2025年6月17日、ロシアによるキエフ市内の空爆で少なくとも14人が死亡し、40人以上が負傷した。キエフの軍事管理当局が明らかにした。爆撃により複数の建物が崩壊し、生存者を捜索する作業が続いていた。

広範な被害の中での救助活動

キエフの軍事管理当局長官、ティムール・ツァチェンコ氏は、救助作業が行われており、瓦礫の中から人々を捜索しているため死者数が増える可能性があると述べた。スパイゲル紙によると、崩壊した構造物からさらに多くの犠牲者が見つかる可能性がある。
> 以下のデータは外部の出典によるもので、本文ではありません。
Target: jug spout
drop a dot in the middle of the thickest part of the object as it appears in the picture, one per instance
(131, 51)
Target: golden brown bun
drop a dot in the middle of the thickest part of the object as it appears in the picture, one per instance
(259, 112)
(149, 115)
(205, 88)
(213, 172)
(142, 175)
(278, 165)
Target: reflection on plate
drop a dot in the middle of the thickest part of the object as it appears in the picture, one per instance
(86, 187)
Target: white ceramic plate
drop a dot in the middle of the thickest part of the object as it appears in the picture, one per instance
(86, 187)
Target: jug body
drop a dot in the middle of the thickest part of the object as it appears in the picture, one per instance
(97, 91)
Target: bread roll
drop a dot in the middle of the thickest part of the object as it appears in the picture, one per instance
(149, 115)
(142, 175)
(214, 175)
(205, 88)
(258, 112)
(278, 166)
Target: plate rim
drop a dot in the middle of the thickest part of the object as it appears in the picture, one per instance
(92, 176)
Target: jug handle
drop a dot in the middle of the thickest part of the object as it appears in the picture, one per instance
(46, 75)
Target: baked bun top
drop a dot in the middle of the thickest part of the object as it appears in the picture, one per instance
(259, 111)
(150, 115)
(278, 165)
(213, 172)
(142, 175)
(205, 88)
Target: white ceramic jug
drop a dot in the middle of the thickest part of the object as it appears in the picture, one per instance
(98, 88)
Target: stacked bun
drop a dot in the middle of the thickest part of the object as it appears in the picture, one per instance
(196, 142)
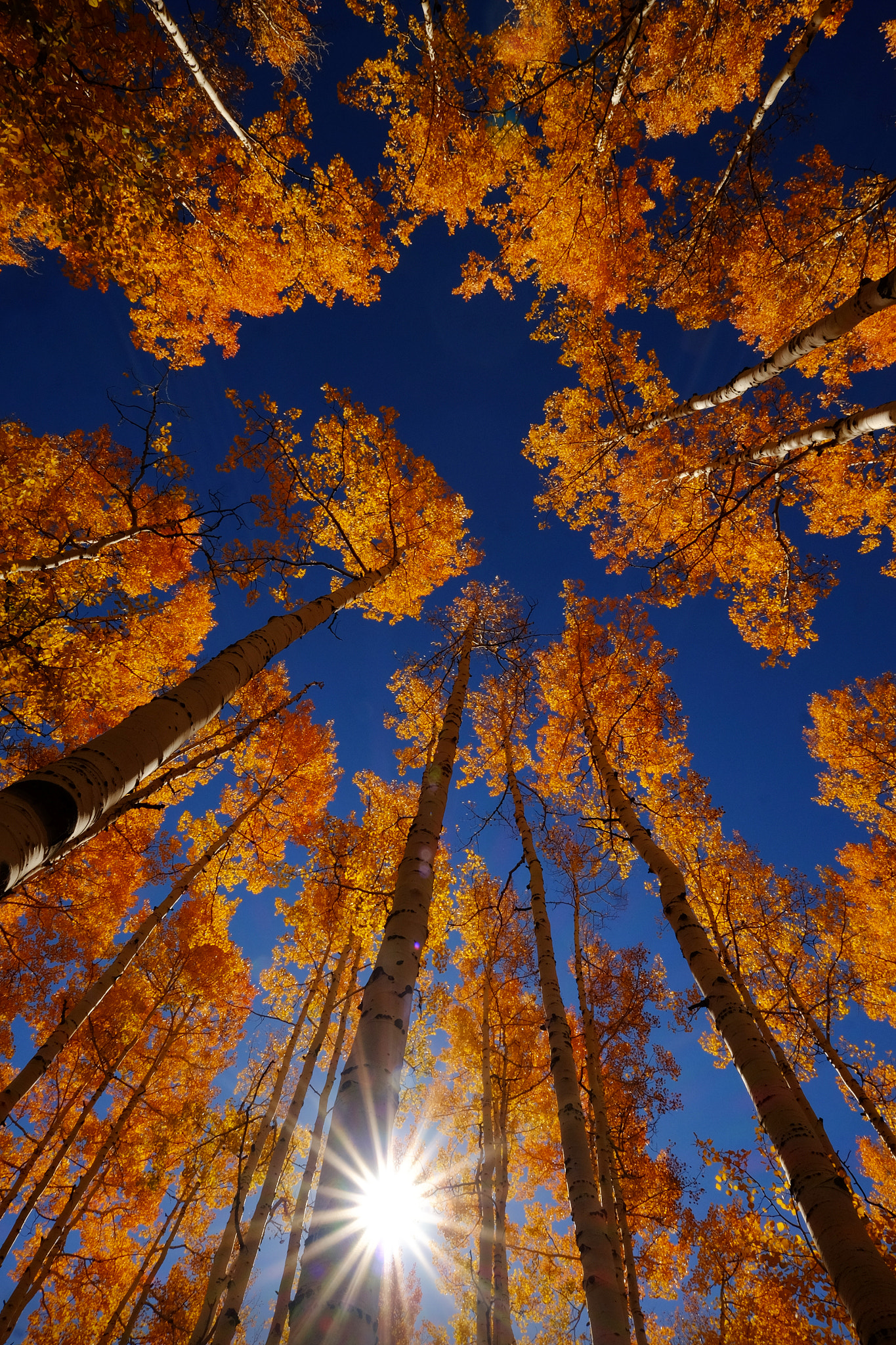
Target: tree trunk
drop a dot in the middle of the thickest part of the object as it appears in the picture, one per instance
(339, 1298)
(41, 1061)
(280, 1321)
(501, 1315)
(606, 1309)
(815, 439)
(41, 1264)
(631, 1270)
(777, 1049)
(177, 1214)
(159, 783)
(53, 1166)
(602, 1142)
(187, 55)
(55, 1125)
(863, 1281)
(218, 1273)
(486, 1179)
(872, 1113)
(45, 810)
(228, 1320)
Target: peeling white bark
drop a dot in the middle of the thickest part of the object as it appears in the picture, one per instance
(872, 296)
(46, 810)
(608, 1312)
(41, 1061)
(198, 73)
(863, 1281)
(339, 1289)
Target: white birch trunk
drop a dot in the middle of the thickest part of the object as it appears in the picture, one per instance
(872, 296)
(863, 1281)
(47, 808)
(168, 26)
(339, 1289)
(631, 1270)
(603, 1143)
(872, 1113)
(41, 1264)
(501, 1315)
(41, 1061)
(486, 1180)
(608, 1313)
(89, 552)
(224, 1250)
(228, 1320)
(280, 1321)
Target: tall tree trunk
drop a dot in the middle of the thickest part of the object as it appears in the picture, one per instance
(41, 1061)
(53, 1166)
(169, 1227)
(774, 1046)
(46, 808)
(55, 1125)
(240, 1277)
(190, 60)
(628, 1248)
(53, 1241)
(161, 782)
(280, 1321)
(863, 1281)
(606, 1306)
(501, 1315)
(486, 1179)
(602, 1141)
(218, 1274)
(872, 1113)
(337, 1298)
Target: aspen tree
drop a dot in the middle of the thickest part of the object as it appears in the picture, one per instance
(267, 1130)
(292, 752)
(610, 1195)
(242, 1269)
(339, 1285)
(281, 1319)
(485, 1181)
(612, 674)
(371, 483)
(38, 1268)
(501, 720)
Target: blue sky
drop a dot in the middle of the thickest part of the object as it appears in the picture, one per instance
(468, 382)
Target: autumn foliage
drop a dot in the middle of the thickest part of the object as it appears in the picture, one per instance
(178, 1118)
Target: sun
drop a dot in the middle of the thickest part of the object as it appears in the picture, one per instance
(393, 1210)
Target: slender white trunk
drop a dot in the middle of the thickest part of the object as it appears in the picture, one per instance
(872, 1113)
(631, 1270)
(53, 1241)
(280, 1321)
(872, 296)
(603, 1143)
(339, 1285)
(218, 1274)
(198, 73)
(486, 1178)
(608, 1312)
(89, 552)
(501, 1315)
(228, 1320)
(47, 808)
(41, 1061)
(863, 1281)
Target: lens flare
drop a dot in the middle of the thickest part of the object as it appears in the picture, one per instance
(393, 1210)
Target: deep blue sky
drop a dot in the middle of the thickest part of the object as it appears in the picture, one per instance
(468, 382)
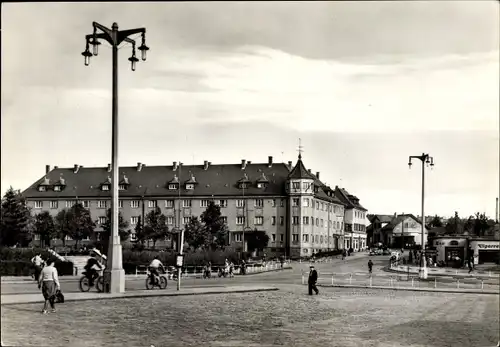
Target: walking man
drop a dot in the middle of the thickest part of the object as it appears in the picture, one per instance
(313, 278)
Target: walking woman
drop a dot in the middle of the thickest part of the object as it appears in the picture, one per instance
(49, 283)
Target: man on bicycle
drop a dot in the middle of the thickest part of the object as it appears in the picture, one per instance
(153, 268)
(92, 273)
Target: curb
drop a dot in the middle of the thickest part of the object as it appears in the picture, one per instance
(151, 294)
(487, 292)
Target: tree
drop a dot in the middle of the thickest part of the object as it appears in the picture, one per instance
(45, 228)
(436, 222)
(16, 218)
(81, 224)
(156, 226)
(257, 240)
(214, 225)
(123, 231)
(196, 235)
(62, 224)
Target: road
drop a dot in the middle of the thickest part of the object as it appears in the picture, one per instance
(357, 264)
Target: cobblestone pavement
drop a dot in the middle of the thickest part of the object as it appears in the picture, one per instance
(289, 317)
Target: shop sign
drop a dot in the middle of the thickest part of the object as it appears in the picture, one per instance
(486, 246)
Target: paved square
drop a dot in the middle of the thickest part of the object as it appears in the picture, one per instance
(337, 317)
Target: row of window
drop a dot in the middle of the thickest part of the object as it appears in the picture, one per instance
(319, 206)
(154, 203)
(319, 222)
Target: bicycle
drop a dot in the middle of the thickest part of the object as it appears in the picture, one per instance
(160, 282)
(85, 282)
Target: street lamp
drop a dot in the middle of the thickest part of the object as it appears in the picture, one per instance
(114, 274)
(429, 161)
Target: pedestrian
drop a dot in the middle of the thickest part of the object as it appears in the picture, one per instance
(313, 278)
(49, 283)
(370, 266)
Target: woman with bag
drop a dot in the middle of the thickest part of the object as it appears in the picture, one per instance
(49, 283)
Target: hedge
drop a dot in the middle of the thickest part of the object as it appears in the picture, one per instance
(17, 262)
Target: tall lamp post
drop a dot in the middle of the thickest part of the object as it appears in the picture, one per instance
(425, 159)
(114, 274)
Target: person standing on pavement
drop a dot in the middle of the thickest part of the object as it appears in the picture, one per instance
(313, 278)
(49, 283)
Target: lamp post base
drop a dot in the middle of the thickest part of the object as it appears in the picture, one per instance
(422, 273)
(114, 281)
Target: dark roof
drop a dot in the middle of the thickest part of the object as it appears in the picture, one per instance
(217, 180)
(300, 171)
(351, 201)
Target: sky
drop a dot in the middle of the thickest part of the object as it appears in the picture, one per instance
(363, 84)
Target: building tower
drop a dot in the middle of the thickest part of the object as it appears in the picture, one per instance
(299, 187)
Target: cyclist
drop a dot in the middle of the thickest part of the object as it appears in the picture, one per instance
(91, 272)
(153, 268)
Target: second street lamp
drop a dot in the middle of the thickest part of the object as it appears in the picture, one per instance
(114, 274)
(425, 159)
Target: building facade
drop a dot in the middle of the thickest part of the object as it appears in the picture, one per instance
(299, 213)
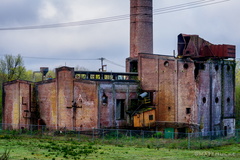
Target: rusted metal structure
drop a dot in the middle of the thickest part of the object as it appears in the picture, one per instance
(195, 47)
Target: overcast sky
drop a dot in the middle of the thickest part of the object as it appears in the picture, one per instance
(217, 23)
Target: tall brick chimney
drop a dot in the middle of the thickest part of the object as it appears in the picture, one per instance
(141, 27)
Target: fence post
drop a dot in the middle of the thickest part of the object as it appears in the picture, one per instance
(130, 135)
(103, 134)
(79, 135)
(143, 136)
(237, 134)
(93, 134)
(117, 135)
(189, 141)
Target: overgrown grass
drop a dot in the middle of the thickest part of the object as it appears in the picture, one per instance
(57, 148)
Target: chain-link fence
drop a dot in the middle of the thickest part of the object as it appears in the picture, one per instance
(121, 137)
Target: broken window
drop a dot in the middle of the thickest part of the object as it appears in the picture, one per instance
(134, 66)
(24, 100)
(188, 110)
(204, 99)
(185, 66)
(228, 68)
(228, 100)
(198, 67)
(166, 63)
(120, 110)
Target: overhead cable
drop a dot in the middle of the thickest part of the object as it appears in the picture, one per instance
(174, 8)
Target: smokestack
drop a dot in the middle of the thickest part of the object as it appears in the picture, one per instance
(141, 27)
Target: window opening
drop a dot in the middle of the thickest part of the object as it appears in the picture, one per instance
(204, 99)
(150, 117)
(134, 66)
(185, 66)
(120, 109)
(166, 63)
(216, 67)
(188, 110)
(228, 100)
(228, 68)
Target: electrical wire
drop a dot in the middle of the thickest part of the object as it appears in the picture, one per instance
(174, 8)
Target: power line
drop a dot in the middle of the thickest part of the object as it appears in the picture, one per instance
(174, 8)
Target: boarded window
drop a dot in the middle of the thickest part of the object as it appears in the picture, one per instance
(24, 100)
(188, 110)
(120, 108)
(150, 117)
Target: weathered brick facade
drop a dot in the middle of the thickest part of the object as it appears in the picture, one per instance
(192, 92)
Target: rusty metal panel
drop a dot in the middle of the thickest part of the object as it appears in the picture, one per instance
(17, 103)
(203, 97)
(148, 71)
(228, 89)
(223, 51)
(47, 103)
(115, 91)
(64, 88)
(143, 119)
(186, 93)
(85, 114)
(165, 110)
(195, 47)
(191, 46)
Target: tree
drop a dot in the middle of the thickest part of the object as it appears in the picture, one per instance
(11, 68)
(237, 94)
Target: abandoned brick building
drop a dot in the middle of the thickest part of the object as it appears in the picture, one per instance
(191, 92)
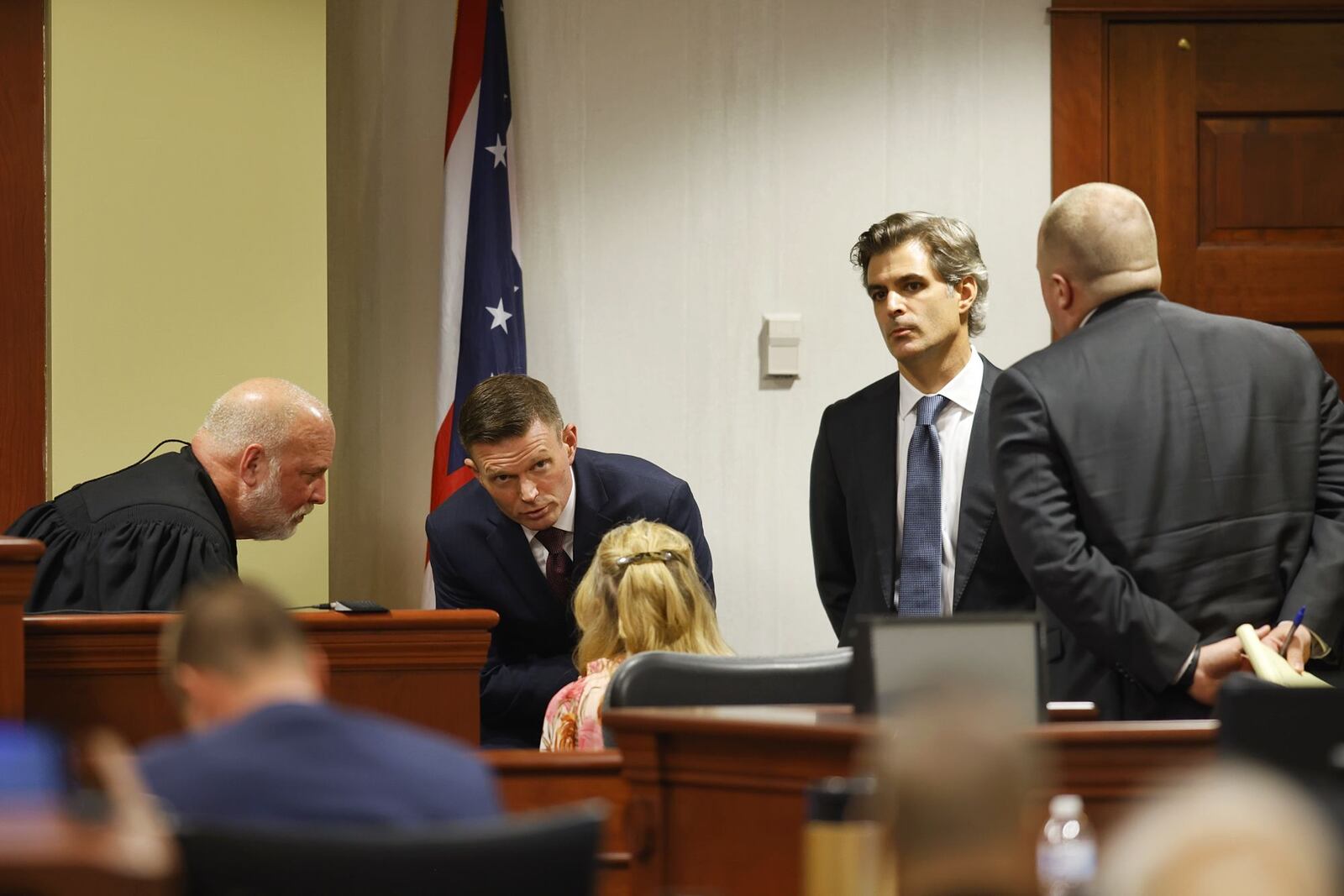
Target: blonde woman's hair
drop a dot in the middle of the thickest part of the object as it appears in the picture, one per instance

キエフのダルニツキー地区では、キエフ・ポストが報じたところによると、1人が死亡し、16人が負傷した。複数階建ての住宅が部分的に崩壊し、住民が閉じ込められた。地元の緊急対応チームは、重機や捜索犬を駆使して瓦礫の中から行方不明者を捜索している。

広範な破壊とインフラ被害

ウクライナ内務省によると、攻撃により27か所が被害を受け、住宅、教育施設、主要インフラが影響を受けた。RBK-ウクライナが報じたところによると、キエフでは広範な停電が発生した。

ツァチェンコ氏はテレグラムで「瓦礫の中から人々を捜索している」と述べた。キエフ・ポストは首都で再び空襲警報が鳴ったと報じ、市民に対するさらなるリスクがあることを示唆している。

多様な攻撃手段と市民への影響

キエフ・ポストによると、攻撃はドローンとミサイルの両方を用いて行われた。キエフ・インディペンデント紙は、市内でドローンやロケットの音が聞かれ、続いて複数回の爆発が発生したと報じた。キエフ・ポストは破壊された住宅の写真を掲載し、被害の広がりを示した。

市当局は崩壊現場近くに応急治療ポイントを設置し、負傷者を治療している。キエフ市長のヴィタリー・クリチコ氏はその措置を確認した。また、複数の場所で火災が発生し、救助活動がさらに複雑化していると報告した。

オデッサでは、地元市長が都市に向けて多数のドローンが発射されたと報告した。攻撃パターンはウクライナのインフラや市民地域への協調的かつ多段階の攻撃を示唆している。